Monday, October 4, 2010

Aryan Cities in Central Asia

The airing of a BBC radio program called "Tracking the Aryans", featuring historian Bettany Hughes, has generated a wave of news stories on a group of Bronze Age cities in Russia near the border of Kazakhstan. The cities were discovered by Russian archaeologists using aerial photography, and from the air they have a distinctive spiral shape.

The remains of the ancient city were explored for the first time around 20 years ago shortly after Soviet officials relaxed strict laws banning non-military aerial photography. But because of the region is so remote the incredible cities have remained virtually unknown to the rest of Europe until now. They are about the same size as several of the city states of ancient Greece and would have housed between 1,000 and 2,00 people.

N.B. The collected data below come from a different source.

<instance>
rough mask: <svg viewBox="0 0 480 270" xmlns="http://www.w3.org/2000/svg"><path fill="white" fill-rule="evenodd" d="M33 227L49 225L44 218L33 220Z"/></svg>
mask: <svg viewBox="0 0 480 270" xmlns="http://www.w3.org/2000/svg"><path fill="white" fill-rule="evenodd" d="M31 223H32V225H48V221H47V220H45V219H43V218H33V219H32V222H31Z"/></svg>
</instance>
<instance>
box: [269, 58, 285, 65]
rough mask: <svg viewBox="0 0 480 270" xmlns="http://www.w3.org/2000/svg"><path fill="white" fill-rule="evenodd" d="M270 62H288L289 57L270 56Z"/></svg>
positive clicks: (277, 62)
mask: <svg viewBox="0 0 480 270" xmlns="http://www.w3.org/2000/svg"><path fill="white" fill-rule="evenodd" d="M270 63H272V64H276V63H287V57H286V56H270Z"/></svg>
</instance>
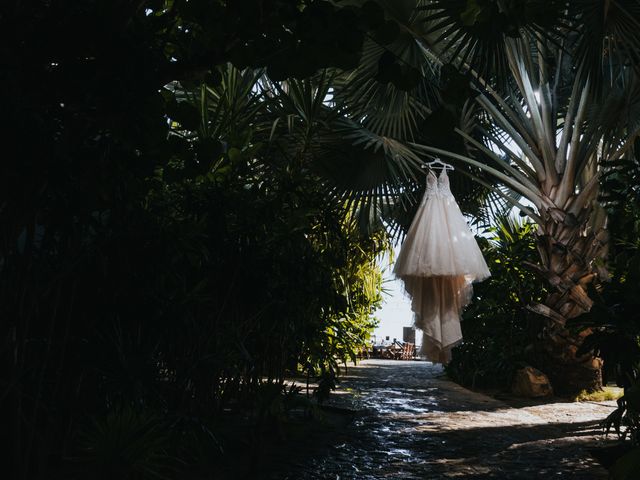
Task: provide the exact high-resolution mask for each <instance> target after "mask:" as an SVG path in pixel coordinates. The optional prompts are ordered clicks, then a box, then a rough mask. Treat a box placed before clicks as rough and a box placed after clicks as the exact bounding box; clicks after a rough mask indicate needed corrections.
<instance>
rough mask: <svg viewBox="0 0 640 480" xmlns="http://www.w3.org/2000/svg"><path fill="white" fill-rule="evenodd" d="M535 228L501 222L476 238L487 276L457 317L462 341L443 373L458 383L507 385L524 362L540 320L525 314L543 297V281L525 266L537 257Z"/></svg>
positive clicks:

Hughes was driven to the vast region by the expedition's chief archaeologist Professor Gennady Zdanovich who pointed to the cities that were buried in the ground beneath them.

The Aryan's language has been identified as the precursor to a number of modern European tongues. English uses many similar words such as brother, oxen and guest which have all been tracked to the Aryans. . . .

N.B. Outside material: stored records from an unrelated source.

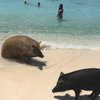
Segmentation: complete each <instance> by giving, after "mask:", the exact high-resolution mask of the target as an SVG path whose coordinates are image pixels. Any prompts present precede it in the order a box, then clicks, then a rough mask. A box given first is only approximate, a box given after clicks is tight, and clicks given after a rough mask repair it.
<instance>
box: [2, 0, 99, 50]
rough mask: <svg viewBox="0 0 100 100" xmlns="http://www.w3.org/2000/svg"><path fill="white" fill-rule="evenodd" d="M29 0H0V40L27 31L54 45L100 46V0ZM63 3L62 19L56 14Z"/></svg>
mask: <svg viewBox="0 0 100 100" xmlns="http://www.w3.org/2000/svg"><path fill="white" fill-rule="evenodd" d="M26 1H27V4H24V0H0V42H2V41H4V40H5V39H7V38H9V37H11V36H15V35H26V36H30V37H32V38H34V39H36V40H38V41H45V42H46V43H47V44H48V45H50V46H51V47H54V48H75V49H96V50H98V49H99V50H100V0H26ZM38 2H40V3H41V6H40V7H38V6H37V4H38ZM60 3H62V4H63V6H64V13H63V19H62V20H61V19H58V18H57V17H56V15H57V12H58V7H59V4H60Z"/></svg>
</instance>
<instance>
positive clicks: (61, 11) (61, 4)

The artifacts were daubed in swastikas which were used in ancient times as symbols of the sun and eternal life.

Evidence of ritual horse burials were found at the site which ties in with ancient Aryan texts that describe the animals being sliced up and buried with their masters.

Hughes, a visiting research fellow at King's College London, added: 'Professor Zdanovich took me to this expanse of grass; you couldn't tell there was anything special. Then, as he pointed to the ground, suddenly I realised I was walking across a buried city. Every now and again you suddenly notice these ghostly shapes of fortresses and cattle sheds and homes and religious sites. I would not have known these had he not shown them to me. These ancient Indian texts and hymns describe sacrifices of horses and burials and the way the meat is cut off and the way the horse is buried with its master. If you match this with the way the skeletons and the graves are being dug up in Russia, they are a millimetre-perfect match.'

More, from the Australian:

The shape of each of the cities, which are mainly in the Chelyabinsk district, resembles an ammonite fossil, divided into segments with a spiral street plan. The settlements, which would each have housed about 2000 people -- the same as an ancient Greek city such as Mycenae -- are all surrounded by a ditch and have a square in the middle.

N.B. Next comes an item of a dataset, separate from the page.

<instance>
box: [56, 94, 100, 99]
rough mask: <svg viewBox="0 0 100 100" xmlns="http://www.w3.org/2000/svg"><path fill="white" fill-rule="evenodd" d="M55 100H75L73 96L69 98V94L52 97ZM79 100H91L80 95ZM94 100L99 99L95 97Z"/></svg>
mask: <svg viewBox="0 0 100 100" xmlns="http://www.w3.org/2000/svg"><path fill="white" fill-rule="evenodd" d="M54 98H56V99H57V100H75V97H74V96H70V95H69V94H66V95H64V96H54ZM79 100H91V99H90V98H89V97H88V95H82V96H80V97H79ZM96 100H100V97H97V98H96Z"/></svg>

The first city, known as Arkaim, was discovered in 1989, soon after the soviet authorities allowed non-military aerial photography for the first time.

I have been trying to find out more about these excavations for a decade, since I first heard about them, but the Russian excavators have been very tight with their data and little has made it into the western press. Kudos to Hughes and the BBC for finally getting part of the story out to the public.